March Inn

Why"March Inn?" March Inn was the name of that magic place where I spent my summers growing up. I have alluded to this place before, and I probably will again. March Inn is no longer standing. The waters of Katrina rendered it unlivable so my children will never know that "March Inn." That makes me sad. In fact it brings me to tears whenever I think about it. I want my children to have their own "March Inn," and I want to capture our lives as they are growing and changing. I invite you to "march inn" to our lives. My hope is that you will catch glimpses of the real world. You will see our creations. You will see our chaos. You will see our affection. You will also see our frustrations, fears, and disappointments. Enjoy your march!

Thursday, December 2, 2010

She did it!

Truly, this is not blog worthy {which is why my pictures are from the archives} but it did make me cry.
I love that we can walk Mary Frances to and from school. In fact, it might be my favorite thing about having her in kindergarten. I enjoy strapping my boys in the stroller and having Mary Frances reach up and want to grab my hand. I enjoy being out in the fresh air, talking to my kiddos about what see as we walk, and visiting with the other parents while waiting for dismissal.

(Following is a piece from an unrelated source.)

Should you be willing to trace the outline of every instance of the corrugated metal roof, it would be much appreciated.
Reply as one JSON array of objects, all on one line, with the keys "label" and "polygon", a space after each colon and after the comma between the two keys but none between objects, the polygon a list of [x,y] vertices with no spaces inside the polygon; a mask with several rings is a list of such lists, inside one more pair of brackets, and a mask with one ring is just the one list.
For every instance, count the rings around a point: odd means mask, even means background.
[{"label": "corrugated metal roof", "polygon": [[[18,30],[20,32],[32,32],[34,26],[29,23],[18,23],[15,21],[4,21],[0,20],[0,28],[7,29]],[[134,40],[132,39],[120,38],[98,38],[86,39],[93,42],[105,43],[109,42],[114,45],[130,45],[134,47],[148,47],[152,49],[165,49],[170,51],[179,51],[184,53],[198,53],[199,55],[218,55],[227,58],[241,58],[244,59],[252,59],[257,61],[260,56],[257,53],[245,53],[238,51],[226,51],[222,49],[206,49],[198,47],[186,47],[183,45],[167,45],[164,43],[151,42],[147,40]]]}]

But let's face it, there are some days that we just can't walk. Recently, it has been too cold or wet or Mary Frances and the boys have been sleeping late. I have not had the heart to wake them up just so we can walk to school. They need their sleep!

And so we have been driving...I don't do drive up pick up or drop off very well. There are no real rules for carpool at Crestline, and if you know me at all you know I am a rule follower and like to know what I am supposed to be doing when.

Well, I finally figured out the easiest place to drop Mary Frances off, but she until today she has continued to insist that I park the car and walk her to the crosswalk. And now to the point ~ today she did it all by herself! I pulled up to the sign, she unbuckled, grabbed her backpack, got out of the car, and walked to the crosswalk. And what did I do ~ I smiled a huge smile because I was so proud of her and then broke down and cried. Just another example of my baby growing up...
And now just as we have had this break through, my sweet neighbor has volunteered to take and pick up from school. As much as I hate asking for help or relinquishing any sort of responsibility, I know that I need to take her up on this offer and so Mary Frances will be "the girl next door" who rides to school with her neighbor at least until quatro arrives.